The course aims at describing the big data processing framework, both in terms of methodologies and technologies.
- will be able to use technologies for the distributed storage of datasets;
- will know the MapReduce distributed processing framework and its leading extensions;
- will know the principal algorithms used in order to deal with classical big data problems, as well as to implement them using a distributed processing framework;
- will be able to choose appropriate methods for solving big data problems.
Office hours on February, 20th
The office hours of Februaty, 20th are canceled.
Beginning of the Algorithms for massive datasets course
The lectures of Algorithms for massive datasets will start on Wednesday February, 26th at 14:30 in classroom alfa of the Computer science department. Starting from the following week, lectures will take place as shown in the course timetable.
Lectures are in English.
Lectures take place at the educational sector of Città Studi, according to the following tentative schedule:
|Monday||15:30 - 17:30 (*)||G9|
|Wednesday||14:30 - 18:30||G12|
(*) Monday lectures, aimed at students of the Master in Computer
Science, take place only in the weeks shown in the calendar below.

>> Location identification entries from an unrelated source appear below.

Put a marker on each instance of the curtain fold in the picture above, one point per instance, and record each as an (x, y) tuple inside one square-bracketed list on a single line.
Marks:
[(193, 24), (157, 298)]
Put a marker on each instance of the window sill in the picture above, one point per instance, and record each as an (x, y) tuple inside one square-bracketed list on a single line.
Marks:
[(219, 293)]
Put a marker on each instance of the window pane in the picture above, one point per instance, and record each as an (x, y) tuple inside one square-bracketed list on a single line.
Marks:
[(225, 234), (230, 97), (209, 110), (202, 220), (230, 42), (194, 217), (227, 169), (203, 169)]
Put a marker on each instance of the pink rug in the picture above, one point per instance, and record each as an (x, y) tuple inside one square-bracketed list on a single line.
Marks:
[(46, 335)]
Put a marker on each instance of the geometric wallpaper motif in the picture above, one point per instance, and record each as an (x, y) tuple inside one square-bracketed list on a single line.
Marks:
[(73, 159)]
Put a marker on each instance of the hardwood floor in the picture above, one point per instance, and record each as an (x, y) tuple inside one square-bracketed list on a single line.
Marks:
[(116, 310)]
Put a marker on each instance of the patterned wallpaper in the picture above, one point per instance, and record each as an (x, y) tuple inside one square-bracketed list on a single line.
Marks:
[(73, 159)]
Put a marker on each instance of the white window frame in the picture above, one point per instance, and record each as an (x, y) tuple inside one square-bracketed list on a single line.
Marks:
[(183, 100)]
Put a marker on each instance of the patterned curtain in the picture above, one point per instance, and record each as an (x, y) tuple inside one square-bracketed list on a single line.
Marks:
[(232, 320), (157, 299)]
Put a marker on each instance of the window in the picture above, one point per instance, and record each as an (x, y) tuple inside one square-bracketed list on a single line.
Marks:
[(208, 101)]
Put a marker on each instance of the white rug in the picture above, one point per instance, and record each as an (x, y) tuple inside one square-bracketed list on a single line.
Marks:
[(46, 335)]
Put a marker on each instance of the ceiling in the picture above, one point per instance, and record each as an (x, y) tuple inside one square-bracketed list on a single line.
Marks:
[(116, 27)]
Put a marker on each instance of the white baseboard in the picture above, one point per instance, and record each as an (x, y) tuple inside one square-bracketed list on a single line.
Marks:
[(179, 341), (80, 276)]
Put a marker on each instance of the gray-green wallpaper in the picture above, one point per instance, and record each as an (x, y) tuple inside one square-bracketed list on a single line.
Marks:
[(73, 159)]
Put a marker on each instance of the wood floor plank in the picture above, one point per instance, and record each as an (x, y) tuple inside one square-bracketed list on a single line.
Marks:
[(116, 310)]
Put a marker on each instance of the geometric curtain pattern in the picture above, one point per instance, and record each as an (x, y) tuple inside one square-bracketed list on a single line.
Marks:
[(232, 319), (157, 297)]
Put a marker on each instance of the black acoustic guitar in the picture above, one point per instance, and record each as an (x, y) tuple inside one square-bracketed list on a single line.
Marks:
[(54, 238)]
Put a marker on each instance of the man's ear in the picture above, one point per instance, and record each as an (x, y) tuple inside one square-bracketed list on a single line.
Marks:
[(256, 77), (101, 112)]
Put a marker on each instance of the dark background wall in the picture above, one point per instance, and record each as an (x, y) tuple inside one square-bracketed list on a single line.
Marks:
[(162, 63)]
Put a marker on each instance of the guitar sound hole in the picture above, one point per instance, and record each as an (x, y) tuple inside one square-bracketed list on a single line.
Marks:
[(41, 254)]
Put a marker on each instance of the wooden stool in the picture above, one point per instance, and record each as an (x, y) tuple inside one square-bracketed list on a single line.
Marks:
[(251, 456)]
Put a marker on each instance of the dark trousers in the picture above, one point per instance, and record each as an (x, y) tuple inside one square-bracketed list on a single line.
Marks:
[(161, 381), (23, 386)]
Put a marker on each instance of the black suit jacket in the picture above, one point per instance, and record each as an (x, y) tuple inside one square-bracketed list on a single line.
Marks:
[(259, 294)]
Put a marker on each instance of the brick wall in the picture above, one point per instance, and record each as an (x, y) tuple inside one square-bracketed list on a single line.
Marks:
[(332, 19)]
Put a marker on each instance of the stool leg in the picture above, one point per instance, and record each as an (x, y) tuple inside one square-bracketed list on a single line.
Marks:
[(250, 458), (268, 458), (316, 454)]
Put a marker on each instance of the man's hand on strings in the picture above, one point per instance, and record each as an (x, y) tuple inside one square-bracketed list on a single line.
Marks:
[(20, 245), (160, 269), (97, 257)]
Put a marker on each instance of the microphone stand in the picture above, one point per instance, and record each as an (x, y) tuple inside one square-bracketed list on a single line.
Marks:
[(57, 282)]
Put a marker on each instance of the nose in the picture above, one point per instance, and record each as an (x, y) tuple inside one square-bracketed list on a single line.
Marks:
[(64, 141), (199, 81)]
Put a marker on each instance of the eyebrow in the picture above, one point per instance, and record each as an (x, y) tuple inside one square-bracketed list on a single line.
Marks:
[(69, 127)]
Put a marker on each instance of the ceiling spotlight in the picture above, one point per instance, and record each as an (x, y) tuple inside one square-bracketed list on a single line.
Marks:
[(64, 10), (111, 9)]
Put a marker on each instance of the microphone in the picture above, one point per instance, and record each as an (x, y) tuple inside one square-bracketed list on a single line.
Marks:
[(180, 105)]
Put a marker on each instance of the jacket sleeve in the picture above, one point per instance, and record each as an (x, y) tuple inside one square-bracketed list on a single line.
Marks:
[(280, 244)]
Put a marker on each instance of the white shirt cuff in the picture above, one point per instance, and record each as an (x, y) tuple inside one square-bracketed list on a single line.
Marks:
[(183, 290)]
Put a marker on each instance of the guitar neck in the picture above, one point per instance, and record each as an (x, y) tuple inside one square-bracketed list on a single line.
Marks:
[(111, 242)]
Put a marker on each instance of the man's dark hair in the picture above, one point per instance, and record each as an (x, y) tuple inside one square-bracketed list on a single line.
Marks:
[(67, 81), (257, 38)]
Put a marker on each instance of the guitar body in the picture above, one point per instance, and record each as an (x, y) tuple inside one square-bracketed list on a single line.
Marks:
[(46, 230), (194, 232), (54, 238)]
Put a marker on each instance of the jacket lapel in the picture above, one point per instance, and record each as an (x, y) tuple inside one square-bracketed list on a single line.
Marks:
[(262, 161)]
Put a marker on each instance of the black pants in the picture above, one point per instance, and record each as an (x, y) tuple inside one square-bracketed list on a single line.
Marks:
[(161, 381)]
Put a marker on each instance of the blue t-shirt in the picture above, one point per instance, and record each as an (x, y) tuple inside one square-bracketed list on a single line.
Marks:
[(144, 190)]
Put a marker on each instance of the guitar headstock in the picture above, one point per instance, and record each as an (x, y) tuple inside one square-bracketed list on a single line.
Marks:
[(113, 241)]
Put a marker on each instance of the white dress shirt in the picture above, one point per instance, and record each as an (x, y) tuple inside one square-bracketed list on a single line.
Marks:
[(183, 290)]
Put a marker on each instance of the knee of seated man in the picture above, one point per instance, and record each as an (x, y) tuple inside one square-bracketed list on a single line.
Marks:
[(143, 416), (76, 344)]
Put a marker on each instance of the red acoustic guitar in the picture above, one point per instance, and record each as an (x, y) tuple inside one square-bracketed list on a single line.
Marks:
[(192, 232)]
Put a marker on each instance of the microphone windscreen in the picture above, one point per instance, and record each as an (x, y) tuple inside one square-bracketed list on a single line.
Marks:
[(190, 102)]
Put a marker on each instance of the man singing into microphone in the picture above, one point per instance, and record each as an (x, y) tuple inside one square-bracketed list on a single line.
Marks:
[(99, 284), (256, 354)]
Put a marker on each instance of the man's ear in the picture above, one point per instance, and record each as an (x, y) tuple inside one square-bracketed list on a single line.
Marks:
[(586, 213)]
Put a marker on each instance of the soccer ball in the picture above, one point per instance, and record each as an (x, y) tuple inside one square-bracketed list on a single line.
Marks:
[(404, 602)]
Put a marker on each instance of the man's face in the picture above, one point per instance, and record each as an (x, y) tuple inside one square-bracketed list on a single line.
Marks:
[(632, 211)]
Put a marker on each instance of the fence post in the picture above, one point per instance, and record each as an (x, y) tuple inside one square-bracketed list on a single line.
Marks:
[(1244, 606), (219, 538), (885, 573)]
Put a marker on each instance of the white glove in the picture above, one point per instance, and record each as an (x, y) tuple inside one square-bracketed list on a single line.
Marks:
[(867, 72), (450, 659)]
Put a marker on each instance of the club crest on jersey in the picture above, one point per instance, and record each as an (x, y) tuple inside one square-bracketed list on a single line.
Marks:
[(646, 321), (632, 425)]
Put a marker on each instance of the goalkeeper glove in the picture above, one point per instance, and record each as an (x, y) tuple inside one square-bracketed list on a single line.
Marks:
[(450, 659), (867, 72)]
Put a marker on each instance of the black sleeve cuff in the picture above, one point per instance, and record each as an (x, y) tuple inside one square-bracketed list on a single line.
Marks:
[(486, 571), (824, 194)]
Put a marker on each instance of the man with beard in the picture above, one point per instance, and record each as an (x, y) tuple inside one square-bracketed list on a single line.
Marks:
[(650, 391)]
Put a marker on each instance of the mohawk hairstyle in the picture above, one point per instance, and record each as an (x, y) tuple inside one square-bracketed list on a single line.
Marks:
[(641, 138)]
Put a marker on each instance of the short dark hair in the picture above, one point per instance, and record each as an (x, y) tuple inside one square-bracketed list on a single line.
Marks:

Any change to the schedule will be announced in class and published in paragraph News of this page.
Thursday, at 17:00.
It is possible contact the teacher by e-mail, taking care to read in advance the guide prepared by Prof. Sebastiano Vigna and clearly specifying in the message the course name and the academic year. In particular, students are encouraged to always use their academic address (i.e. based on the domain
studenti.unimi.it) signing with name and student ID number and recalling that the response time may vary depending on the teacher commitments.
Lectures are based:
- on the textbook Mining of Massive Datasets, written by A. Rajaraman and J. Ullman (marked by RU in the calendar of lectures), available as a free download in the authors' Web site and published in hardcopy by Cambridge University Press (ISBN:9781107015357);
- on the notes and sample code published in the calendar of lectures.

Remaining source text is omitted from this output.